Pas de moustaches, pas de favoris, une
large barbiche de
marin, à l'américaine, ce qui laissait voir les
attaches de la mâchoire, dont les muscles
masséters devaient posséder une puissance
formidable. On a calculé que ne calcule-t-on pas ? que
la
pression d'une mâchoire de
crocodile ordinaire peut atteindre
quatre cents atmosphères, quand celle du
chien de chasse de
grande taille n'en développe que cent. On a même
déduit cette curieuse formule : si un kilogramme de
chien produit huit kilogrammes de
force
massétérienne, un kilogramme de
crocodile en
produit douze. Eh bien, un kilogramme dudit
Robur devait en produire au
moins dix. Il était donc entre le
chien et le
crocodile.
De quel pays venait ce remarquable
type ? C'eût
été difficile à dire. En tout cas, il
s'exprimait couramment en anglais, sans cet accent un peu
traînard qui distingue les
Yankees de la Nouvelle-Angleterre.
Il continua de la sorte :
« Voici
présentement pour le
moral, honorables citoyens. Vous voyez devant vous un
ingénieur, dont le moral n'est point inférieur au
physique. Je n'ai peur de rien ni de personne. J'ai une
force de
volonté qui n'a jamais cédé devant une
autre. quand je me suis fixé un but, l'Amérique
tout entière, le monde tout entier, se coaliseraient en vain
pour m'empêcher de l'atteindre. quand j'ai une
idée, j'entends qu'on la partage et ne supporte pas la
contradiction. J'insiste sur ces détails, honorables
citoyens, parce qu'il faut que vous me connaissiez à fond.
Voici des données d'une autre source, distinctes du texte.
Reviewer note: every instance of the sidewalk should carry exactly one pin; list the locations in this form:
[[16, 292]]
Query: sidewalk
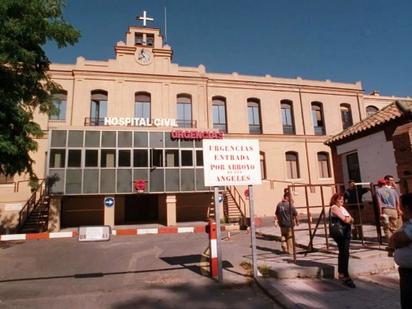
[[310, 282]]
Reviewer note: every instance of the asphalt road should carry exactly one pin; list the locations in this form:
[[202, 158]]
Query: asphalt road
[[148, 271]]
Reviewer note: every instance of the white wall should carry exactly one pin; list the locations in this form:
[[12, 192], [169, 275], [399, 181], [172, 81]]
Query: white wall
[[376, 157]]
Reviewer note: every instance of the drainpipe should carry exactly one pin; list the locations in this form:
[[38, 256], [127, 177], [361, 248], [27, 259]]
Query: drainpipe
[[359, 109], [304, 133]]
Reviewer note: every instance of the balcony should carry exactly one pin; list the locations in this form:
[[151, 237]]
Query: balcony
[[182, 123], [319, 130], [220, 126], [288, 130], [88, 121], [255, 129]]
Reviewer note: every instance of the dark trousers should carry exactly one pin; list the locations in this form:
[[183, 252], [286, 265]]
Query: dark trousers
[[405, 282], [343, 257]]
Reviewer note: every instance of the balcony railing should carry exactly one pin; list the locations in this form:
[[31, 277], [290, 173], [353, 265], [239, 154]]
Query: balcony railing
[[89, 121], [319, 130], [288, 130], [220, 127], [255, 129], [181, 123]]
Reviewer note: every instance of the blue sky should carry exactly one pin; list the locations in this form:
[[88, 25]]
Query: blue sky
[[340, 40]]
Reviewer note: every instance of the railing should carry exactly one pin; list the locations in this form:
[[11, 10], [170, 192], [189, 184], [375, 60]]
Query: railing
[[255, 129], [181, 123], [238, 199], [221, 127], [31, 204], [319, 130], [93, 121], [288, 129]]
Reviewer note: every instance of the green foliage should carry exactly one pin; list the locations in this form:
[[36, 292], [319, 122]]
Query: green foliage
[[25, 87]]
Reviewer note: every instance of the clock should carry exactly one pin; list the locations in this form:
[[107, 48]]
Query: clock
[[143, 56]]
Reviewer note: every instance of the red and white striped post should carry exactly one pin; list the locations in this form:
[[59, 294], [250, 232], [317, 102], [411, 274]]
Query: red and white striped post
[[214, 264]]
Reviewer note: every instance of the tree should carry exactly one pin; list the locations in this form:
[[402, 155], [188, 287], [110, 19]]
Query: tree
[[25, 87]]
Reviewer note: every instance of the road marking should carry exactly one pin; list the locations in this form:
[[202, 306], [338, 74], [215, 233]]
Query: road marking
[[185, 230], [14, 237], [147, 231], [60, 234]]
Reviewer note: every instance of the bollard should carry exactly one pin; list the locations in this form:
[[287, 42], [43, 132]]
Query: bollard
[[213, 249]]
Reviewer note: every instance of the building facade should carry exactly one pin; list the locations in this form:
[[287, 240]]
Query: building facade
[[132, 128]]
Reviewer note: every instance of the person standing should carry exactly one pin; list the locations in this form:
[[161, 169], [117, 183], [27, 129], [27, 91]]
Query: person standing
[[353, 201], [287, 217], [339, 213], [388, 202], [401, 240]]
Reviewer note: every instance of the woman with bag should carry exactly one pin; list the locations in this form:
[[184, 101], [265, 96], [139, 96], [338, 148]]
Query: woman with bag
[[340, 230]]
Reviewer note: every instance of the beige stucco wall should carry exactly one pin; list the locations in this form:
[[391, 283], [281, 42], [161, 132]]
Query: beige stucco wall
[[123, 76]]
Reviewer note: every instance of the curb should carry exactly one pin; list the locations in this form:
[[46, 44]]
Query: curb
[[120, 232]]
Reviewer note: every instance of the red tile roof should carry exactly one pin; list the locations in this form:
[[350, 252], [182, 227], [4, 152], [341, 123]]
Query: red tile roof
[[388, 113]]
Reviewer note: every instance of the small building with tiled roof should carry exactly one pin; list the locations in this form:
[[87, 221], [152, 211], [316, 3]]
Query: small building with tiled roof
[[365, 152]]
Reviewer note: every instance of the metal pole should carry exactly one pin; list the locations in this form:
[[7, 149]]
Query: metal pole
[[218, 236], [252, 231]]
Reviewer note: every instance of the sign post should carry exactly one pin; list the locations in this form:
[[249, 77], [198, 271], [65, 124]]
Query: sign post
[[252, 231], [231, 162], [218, 235]]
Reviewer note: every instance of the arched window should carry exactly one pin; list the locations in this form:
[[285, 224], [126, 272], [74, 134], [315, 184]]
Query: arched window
[[142, 105], [324, 166], [286, 109], [59, 103], [253, 108], [98, 107], [292, 165], [346, 114], [184, 111], [219, 114], [262, 164], [317, 118], [370, 110]]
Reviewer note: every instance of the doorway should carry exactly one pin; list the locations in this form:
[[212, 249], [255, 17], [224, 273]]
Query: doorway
[[141, 208]]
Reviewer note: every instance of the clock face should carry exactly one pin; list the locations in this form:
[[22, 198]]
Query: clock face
[[143, 56]]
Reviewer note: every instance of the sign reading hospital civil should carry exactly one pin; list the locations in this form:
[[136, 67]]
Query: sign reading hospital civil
[[231, 162]]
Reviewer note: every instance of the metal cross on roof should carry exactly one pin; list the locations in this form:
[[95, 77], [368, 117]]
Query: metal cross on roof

Peut-être trouverez-vous que je parle trop de moi ? Peu
importe ! Et maintenant, réfléchissez avant de
m'interrompre, car je suis venu pour vous dire des choses qui n'auront
peut-être pas le don de vous plaire. »
Un bruit de ressac commença
à se
propager le long des premiers bancs du hall, signe que la mer ne
tarderait pas à devenir houleuse.
« Parlez, honorable
étranger », se contenta de
répondre Uncle Prudent, qui ne se contenait pas sans peine.
Et
Robur parla comme devant, sans plus
de souci de ses
auditeurs.
« Oui ! Je sais !
Après un
siècle d'expériences qui n'ont point abouti, de
tentatives qui n'ont donné aucun résultat, il y a
encore des
esprits mal équilibrés qui
s'entêtent à croire à la direction des
ballons. Ils s'imaginent qu'un moteur quelconque, électrique
ou autre, peut être appliqué à leurs
prétentieuses baudruches, qui offrent tant de prise aux
courants atmosphériques. Ils se figurent qu'ils seront
maîtres d'un
aérostat comme on est
maître d'un navire à la surface des mers. Parce
que quelques inventeurs, par des temps calmes, ou à peu
près, ont réussi, soit à biaiser avec
le vent, Soit à remonter une légère
brise, la direction des appareils aériens plus
légers que l'
air deviendrait pratique ?
Allons donc ! Vous
êtes ici une centaine qui croyez à la
réalisation de vos rêves, qui jetez, non dans
l'
eau, mais dans l'espace, des milliers de dollars. Eh bien, c'est
vouloir lutter contre l'impossible ! »
Chose assez singulière,
devant cette affirmation,
les membres du Weldon-Institute ne bougèrent pas.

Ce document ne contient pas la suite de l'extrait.